- Episode no.: Season 1 Episode 7
- Directed by: Jennifer Celotta
- Written by: Kate Peterman;
- Production code: T12.17157
- Original air date: February 8, 2022

Guest appearances
- Mitra Jouhari as Sahar; Reggie Conquest as Devin;

Episode chronology
| ← Previous "Gifted Program" | Next → "Work Family" |
- Abbott Elementary (season 1)

= Art Teacher (Abbott Elementary) =

"Art Teacher" is the seventh episode of the American sitcom television series Abbott Elementary. It was written by Kate Peterman, who also performs in the series as Tina Schwartz, and was directed by Jennifer Celotta. It premiered on the American Broadcasting Company (ABC) in the United States on February 8, 2022.

== Plot ==
When the original art teacher for Abbott retires, Janine's (Quinta Brunson) college friend Sahar steps in and is hired as the school's new volunteer art teacher. Sahar and Melissa (Lisa Ann Walter) disagree over the latter's Peter Rabbit project, and though Janine agrees with Melissa, she finds it hard to turn down Sahar's ideas, as she looked up to her during their college days. When Sahar makes an impressive art piece using the books Melissa bought, Janine finally stands up to her and defends Melissa. Disappointed in the lack of vegetables in the school lunches, Jacob (Chris Perfetti) convinces a reluctant Barbara (Sheryl Lee Ralph) that they should start a school garden despite having little experience doing so. The cafeteria workers ultimately tell them that they cannot service food that was not prepared in the school kitchen. Experienced in landscaping, a frustrated Gregory (Tyler James Williams) secretly tends to their garden to make sure it can thrive.
== Reception ==
Upon its initial broadcast on ABC, "Art Teacher" was viewed by 2.61 million viewers, slightly less than the previous episode. This rating earned the episode a 0.6 in the 18-49 rating demographics on the Nielson ratings scale.
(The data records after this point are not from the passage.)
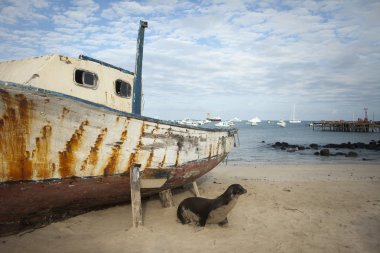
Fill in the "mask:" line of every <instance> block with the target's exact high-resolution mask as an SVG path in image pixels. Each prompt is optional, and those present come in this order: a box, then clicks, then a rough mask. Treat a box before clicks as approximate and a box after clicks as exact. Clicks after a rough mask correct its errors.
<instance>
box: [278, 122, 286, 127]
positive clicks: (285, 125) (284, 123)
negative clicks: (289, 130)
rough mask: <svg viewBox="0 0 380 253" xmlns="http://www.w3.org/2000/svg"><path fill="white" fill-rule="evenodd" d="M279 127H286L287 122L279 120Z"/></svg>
mask: <svg viewBox="0 0 380 253" xmlns="http://www.w3.org/2000/svg"><path fill="white" fill-rule="evenodd" d="M277 125H278V126H280V127H286V122H285V121H284V120H279V121H278V122H277Z"/></svg>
The episode airs following its midseason entry in the 2021–22 television season. Filming for the seventh episode took place between August 16, and November 5, 2021, in Los Angeles, California. Like other episodes, interior scenes are filmed at Warner Bros. Studios, Burbank in Burbank, California, with exterior shots of the series being filmed in front of Vermont Elementary School in Los Angeles.